Powiedzieć, że ta noc potoczyła się dziwnie, to nie powiedzieć nic. W teledysku do „Quarter Past Midnight” Bastille zapraszają na trip, który bardzo szybko wymyka się spoza kontroli. A wokalista traci swoją ikoniczną fryzurę…
Zdjęcia do klipu powstały w Paryżu, a za reżyserię odpowiada Austin Peters, który wcześniej zrealizował klipy do „Flaws”, „Laury Palmer” i „Oblivion”. Wszystko rozpoczyna się w momencie, w którym Dan z Bastille drastycznie zmienia wygląd. W nowym wydaniu rusza w miasto i tam rozpoczyna się spirala surrealistycznych zdarzeń.
– Klip to ukłon dla naszych ulubionych reżyserów oraz filmów. Podobnie jak cała płyta, to surrealistyczna podróż przez wzloty i upadki, euforię i doła, które mogą nastąpić nocą w nieprzewidywalnych częstotliwościach – wyjaśnia lider Bastille i dodaje: – Na planie wsparło nas wielu przyjaciół. W ten sposób mogliśmy celebrować zarówno nasze znajomości, jak i życie, zwłaszcza w świetle dziwnych i mrocznych wydarzeń, do których dochodzi na całym świecie. Każdemu z nas przydaje się taka chwila wytchnienia.
(Bastille)
Na ostatniej płycie Bastille ubolewało nad stanem współczesnego świata. Nowy utwór, „Quarter Past Midnight”, zapowiada zwrot o 180 stopni… przynajmniej na jedną noc.
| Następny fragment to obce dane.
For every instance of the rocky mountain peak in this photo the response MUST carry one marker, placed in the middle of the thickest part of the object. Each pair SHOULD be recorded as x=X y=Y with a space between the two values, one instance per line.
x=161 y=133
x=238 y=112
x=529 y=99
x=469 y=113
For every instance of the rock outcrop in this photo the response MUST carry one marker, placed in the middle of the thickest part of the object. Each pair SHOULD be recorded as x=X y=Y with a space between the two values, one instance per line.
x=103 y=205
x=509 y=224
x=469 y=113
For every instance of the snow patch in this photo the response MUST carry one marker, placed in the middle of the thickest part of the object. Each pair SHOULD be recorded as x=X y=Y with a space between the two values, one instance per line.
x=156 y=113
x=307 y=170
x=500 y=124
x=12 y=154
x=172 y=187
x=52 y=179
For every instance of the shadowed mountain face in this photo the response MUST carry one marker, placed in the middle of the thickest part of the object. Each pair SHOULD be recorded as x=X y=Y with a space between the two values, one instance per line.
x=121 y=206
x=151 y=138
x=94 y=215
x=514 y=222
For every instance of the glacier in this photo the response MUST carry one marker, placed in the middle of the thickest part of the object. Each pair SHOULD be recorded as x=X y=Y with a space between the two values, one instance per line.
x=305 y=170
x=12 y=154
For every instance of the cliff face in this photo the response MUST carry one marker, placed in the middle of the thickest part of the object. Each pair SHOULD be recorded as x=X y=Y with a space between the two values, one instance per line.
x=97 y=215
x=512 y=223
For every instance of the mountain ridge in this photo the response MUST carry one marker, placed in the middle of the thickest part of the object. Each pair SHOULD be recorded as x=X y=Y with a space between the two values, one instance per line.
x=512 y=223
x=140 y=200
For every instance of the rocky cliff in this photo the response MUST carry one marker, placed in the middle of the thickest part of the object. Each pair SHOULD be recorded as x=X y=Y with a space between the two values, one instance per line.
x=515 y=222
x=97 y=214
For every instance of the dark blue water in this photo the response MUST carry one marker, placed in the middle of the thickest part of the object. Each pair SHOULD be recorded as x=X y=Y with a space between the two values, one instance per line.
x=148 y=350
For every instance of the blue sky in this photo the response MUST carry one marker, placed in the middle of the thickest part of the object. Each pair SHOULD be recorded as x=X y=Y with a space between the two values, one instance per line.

Pierwszy singel promujący nadchodzący album zespołu to eskapistyczny hymn luźno zainspirowany przebojami muzyki dance z lat 90.
Już po pierwszych dźwiękach pełnych euforii doskonale wiemy, że mamy do czynienia z nowym utworem Bastille.
„We keep on running, running through a red light, like we’re trying to burn the night away” – śpiewa w refrenie Dan Smith ze swoim niepodrabialnym akcentem oraz barwą głosu. – Kawałek opowiada o wyłapywaniu tych drobnych, ale przełomowych chwil w naszym życiu podczas nocnych eskapad w mieście. Niektórzy o zmierzchu wracają do domów, ale dla wielu to początek najciekawszego czasu doby. W „Quarter Past Midnight” pragnęliśmy złapać to uczucie, kiedy jeździsz nocą po mieście autem z innymi ludźmi. Czujesz wtedy specjalny rodzaj ekscytacji – opowiada Smith.
Nagrania do nowej płyty odbyły się w nowym studiu Bastille. Przed laty w tym samym budynku kręcono… filmy pornograficzne. Teraz znajduje się tam siedziba założonej przez Dana Smitha wytwórni Best Laid Plans.
„Quarter Past Midnight” to opowieść o nieskończonych możliwościach, jakie daje noc. – O wiele łatwiej jest uciec po zachodzie słońca. Miejsca, które za dnia są niedostępne, nagle okazują się w zasięgu. A te, które kojarzą się z pracą, są zamknięte. To tak jakby otwierał się równoległy świat, a na ulicach pojawiają się inni ludzie – wyjaśnia Smith.